Becoming a Consultant FAQ

Becoming a Consultant FAQ

Becoming a consultant can seem daunting, but we’ve got lots of resources for you. Check out our “becoming a consultant” FAQ, as well as our top articles (on your left). Becoming an independent consultant takes a little planning, but you can find answers here.

Before becoming a consultant, do I need special licensing or certification?

Some fields require a special license or certificate. Insurance, real estate, financial planning, fundraising and accounting are some of the areas where you may need special certification – whether for legal reasons or just to compete. In other fields, it’s common for consultants to hold special designations. And, in many cities and small towns, you’ll need a municipal business permit, regardless of whether you’re going to work from home or an office. But, as for specific certification for actually practicing as a consultant, there’s usually some flexibility. For example, although lawyers need special schooling to be allowed to practice, a jury consultant need only have good connections, a solid reputation and the skills to do trial strategy consulting.

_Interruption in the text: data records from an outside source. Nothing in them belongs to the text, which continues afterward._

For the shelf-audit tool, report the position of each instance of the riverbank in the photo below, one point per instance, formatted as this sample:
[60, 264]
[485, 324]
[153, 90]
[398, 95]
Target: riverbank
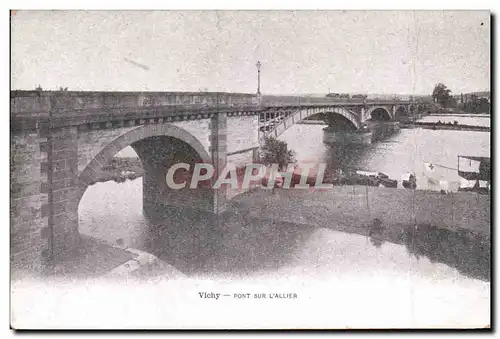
[453, 229]
[119, 170]
[443, 126]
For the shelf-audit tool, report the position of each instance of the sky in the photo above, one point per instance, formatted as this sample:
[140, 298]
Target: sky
[385, 52]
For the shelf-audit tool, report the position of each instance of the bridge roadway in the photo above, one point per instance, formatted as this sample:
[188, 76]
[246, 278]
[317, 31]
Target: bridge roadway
[60, 139]
[61, 108]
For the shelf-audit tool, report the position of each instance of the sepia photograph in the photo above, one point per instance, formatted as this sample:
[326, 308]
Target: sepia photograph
[250, 169]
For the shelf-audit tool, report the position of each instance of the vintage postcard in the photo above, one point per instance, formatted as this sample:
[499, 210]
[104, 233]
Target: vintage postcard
[224, 169]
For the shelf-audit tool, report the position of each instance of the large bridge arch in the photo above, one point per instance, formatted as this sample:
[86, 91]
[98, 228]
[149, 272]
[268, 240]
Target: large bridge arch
[151, 143]
[379, 113]
[345, 122]
[400, 111]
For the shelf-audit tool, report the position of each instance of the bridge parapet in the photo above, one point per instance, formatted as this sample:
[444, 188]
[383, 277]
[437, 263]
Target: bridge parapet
[66, 103]
[283, 100]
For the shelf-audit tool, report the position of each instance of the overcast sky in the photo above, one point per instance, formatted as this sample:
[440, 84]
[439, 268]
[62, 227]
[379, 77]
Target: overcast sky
[300, 51]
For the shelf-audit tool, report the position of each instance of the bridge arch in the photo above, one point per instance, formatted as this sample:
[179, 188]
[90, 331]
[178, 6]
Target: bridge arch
[149, 142]
[346, 122]
[379, 113]
[400, 112]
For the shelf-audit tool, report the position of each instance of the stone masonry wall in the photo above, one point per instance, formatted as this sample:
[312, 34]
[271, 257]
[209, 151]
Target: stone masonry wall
[27, 219]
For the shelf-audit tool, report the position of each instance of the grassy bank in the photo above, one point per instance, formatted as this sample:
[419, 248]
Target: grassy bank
[120, 169]
[445, 126]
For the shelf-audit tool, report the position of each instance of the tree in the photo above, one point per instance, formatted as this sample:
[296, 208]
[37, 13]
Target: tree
[441, 95]
[275, 151]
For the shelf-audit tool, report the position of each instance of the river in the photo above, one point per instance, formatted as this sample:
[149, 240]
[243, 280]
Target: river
[260, 250]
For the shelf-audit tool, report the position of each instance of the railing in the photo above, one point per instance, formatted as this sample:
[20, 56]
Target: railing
[63, 103]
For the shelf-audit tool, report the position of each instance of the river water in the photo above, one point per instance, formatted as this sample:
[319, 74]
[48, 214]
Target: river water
[259, 250]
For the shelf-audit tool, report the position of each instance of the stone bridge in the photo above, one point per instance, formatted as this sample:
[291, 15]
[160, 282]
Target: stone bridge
[60, 140]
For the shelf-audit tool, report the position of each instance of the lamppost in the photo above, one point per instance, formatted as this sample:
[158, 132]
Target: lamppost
[258, 77]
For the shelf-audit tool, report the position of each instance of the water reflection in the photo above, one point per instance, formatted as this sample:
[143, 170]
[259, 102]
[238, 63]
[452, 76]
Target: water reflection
[467, 251]
[196, 242]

In becoming a consultant, do I need to incorporate?

Becoming a consultant doesn’t mean you need to start a complex business. You can simply work as a sole proprietor in many places. However, because regulations vary from one jurisdiction to the next, contact your government business agent:

Does becoming a consultant cost a lot?

Becoming a consultant can cost as little or as much as you want. Some people can become consultants simply by getting a city business permit and handing out their name and number. Others need websites, home offices, brochures, licensing, and other materials. By creating a business plan, you can figure out how much it costs before you take the plunge in becoming a consultant.

Is becoming a consultant worth it?

Becoming a consultant is a personal decision. No one else can tell you if you’ll enjoy becoming a consultant. However, you can identify characteristics that may help you find your way in becoming a consultant:

  • Do you like to work regular hours?
  • Is it important to you to have a steady paycheck?
  • Are you willing to do your own admin work, such as answering the phone, photocopying, responding to email, mailing out information, and other tasks that you might currently have other people to help with?
  • Are you willing to trade regular hours for a schedule that may see you work evenings and weekends or long hours as you ramp up?
  • Do you need someone to tell you to start or keep working at a project?
  • Can you get up in the morning and start working without being told to do so?